Question

Find all points on the y-axis which are 8 units from (−7, 3).(x, y) = (smaller y-value)(x, y) = (larger y-value)

Answer 1

The distance between two points is given by the following formula:

`d=\sqrt[]{(x_2-x_1)^2+(y_2-y_1)^2}`

The given point (-7,3) represents point number 1 (x1,y1).
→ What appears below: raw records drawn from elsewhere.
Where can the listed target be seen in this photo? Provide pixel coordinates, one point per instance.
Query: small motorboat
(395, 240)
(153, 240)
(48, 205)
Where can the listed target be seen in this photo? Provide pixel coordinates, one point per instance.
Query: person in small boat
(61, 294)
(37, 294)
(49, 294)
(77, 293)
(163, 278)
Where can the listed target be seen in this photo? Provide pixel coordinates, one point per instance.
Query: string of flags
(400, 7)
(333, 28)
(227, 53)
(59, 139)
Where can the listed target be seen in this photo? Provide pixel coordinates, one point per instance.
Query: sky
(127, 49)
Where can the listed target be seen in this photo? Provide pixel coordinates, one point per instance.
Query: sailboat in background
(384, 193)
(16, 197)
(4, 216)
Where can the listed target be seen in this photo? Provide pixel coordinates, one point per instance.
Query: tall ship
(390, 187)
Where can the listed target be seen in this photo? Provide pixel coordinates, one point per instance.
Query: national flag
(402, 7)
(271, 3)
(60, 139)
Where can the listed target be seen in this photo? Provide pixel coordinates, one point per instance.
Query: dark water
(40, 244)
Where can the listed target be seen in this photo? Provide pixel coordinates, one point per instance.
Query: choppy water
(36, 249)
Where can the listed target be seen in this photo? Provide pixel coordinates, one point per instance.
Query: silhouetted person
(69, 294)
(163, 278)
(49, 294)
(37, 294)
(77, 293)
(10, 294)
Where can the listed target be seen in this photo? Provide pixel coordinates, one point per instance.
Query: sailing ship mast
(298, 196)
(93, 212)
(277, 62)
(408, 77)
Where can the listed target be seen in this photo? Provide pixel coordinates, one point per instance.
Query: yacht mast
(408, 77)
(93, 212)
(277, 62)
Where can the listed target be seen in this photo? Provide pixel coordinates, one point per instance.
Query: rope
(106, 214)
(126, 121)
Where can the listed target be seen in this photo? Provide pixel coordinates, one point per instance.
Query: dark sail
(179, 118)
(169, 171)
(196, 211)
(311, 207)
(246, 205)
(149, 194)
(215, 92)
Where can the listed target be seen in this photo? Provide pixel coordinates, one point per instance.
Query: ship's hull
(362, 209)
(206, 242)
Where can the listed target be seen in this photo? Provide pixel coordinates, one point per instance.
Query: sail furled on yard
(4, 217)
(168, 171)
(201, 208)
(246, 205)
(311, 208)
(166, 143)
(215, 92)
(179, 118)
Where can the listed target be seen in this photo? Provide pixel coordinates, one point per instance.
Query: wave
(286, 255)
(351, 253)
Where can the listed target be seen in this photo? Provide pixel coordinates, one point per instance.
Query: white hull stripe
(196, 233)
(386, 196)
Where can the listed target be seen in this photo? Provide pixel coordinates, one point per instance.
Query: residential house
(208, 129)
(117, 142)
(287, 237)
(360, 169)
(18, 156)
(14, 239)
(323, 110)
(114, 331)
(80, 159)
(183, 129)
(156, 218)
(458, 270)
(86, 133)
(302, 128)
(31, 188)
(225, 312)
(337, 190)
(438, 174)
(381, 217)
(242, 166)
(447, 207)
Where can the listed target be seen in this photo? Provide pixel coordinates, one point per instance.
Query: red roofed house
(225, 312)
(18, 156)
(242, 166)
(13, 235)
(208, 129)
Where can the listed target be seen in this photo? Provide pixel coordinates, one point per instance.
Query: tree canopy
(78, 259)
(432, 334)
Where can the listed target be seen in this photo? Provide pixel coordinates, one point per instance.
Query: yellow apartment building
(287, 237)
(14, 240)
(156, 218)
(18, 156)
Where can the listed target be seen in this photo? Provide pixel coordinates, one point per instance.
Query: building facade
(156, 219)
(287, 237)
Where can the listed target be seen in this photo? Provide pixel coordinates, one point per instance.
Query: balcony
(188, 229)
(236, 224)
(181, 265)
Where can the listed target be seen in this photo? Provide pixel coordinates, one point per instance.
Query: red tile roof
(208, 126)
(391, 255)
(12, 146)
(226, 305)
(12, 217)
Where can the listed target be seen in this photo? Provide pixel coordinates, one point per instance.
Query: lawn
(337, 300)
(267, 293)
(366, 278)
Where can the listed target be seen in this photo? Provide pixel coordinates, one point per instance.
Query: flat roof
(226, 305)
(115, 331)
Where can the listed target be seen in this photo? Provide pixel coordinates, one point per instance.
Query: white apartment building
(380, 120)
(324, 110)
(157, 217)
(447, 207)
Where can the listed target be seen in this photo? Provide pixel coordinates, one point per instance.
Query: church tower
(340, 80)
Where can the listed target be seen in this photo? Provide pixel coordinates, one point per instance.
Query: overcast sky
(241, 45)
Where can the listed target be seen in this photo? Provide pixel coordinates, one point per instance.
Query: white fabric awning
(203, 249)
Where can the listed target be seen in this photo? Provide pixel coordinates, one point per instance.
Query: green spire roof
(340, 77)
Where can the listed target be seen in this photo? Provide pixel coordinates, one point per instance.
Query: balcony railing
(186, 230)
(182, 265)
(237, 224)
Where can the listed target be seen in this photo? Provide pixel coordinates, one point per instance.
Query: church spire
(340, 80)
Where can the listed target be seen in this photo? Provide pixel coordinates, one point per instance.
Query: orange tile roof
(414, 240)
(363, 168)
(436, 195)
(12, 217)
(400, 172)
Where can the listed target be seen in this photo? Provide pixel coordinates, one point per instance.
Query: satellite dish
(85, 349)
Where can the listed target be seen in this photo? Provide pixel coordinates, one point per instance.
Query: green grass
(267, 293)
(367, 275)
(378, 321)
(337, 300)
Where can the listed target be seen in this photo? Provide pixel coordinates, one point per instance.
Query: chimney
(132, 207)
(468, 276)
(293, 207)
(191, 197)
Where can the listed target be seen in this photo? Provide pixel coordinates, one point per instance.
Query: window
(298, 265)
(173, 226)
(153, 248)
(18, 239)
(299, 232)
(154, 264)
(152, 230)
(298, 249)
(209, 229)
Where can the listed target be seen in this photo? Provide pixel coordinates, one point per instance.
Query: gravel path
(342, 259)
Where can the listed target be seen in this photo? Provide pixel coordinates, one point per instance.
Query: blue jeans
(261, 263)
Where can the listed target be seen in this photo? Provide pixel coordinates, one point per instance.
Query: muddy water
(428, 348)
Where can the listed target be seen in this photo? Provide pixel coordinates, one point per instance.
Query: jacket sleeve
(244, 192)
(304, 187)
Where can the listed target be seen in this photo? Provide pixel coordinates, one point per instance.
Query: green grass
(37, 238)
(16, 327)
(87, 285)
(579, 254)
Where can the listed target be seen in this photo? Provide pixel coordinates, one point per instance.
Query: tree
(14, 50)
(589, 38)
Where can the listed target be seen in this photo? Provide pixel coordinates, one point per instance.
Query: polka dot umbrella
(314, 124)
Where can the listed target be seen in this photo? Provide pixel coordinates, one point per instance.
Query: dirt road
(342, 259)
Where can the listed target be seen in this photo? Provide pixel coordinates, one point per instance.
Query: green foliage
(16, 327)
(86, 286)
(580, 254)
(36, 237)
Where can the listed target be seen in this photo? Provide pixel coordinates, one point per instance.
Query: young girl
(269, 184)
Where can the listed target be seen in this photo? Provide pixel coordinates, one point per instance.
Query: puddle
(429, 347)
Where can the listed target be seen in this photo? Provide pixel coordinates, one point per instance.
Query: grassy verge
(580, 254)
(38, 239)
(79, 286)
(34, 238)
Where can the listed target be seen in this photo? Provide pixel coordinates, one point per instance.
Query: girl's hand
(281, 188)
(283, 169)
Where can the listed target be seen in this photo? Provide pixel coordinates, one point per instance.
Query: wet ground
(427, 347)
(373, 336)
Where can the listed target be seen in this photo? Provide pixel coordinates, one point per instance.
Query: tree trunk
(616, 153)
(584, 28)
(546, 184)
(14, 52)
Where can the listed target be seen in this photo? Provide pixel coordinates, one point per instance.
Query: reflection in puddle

There are two possible points on the y-axis which are 8 units from the initial point. As they are on the y-axis, the x-coordinate x2 is equal to 0, replace these values in the distance formula (with a distance equal to 8) and solve for y2:

`\begin{gathered} 8=\sqrt[]{(0-(-7))^2+(y_2-3)^2} \\ 8=\sqrt[]{(7)^2+(y_2-3)^2} \\ 8=\sqrt[]{49+(y_2-3)^2} \\ \text{Square both sides} \\ 8^2=\sqrt[]{49+(y_2-3)^2}^2 \\ 64=49+(y_2-3)^2 \\ 64-49=(y_2-3)^2 \\ 15=(y_2-3)^2 \end{gathered}`

Now, let's apply the formula for the square of a difference:

`\begin{gathered} 15=y^2_2-2\cdot y_2\cdot3+3^2 \\ 15=y^2_2-6y_2+9^{} \\ 0=y^2_2-6y_2+9-15 \\ 0=y^2_2-6y_2-6 \end{gathered}`

Apply the quadratic formula to solve for y2:

`\begin{gathered} y_2=\frac{-b\pm\sqrt[]{b^2-4ac}}{2a} \\ \text{where a=1, b=-6 and c=-6} \\ y_2=\frac{-(-6)\pm\sqrt[]{(-6)^2-4(1)(-6)}}{2(1)} \\ y_2=\frac{6\pm\sqrt[]{36+24}}{2} \\ y_2=\frac{6\pm\sqrt[]{60}}{2} \\ y_2=(6\pm7.75)/(2) \\ \text{Then } \\ y_2=(6+7.75)/(2)=6.873\text{ and }y_2=(6-7.75)/(2)=-0.873 \end{gathered}`

Thus, the two points which are 8 units from (-7,3) are:

(0,-0.873) smaller y-value and (0,6.873) larger y-value.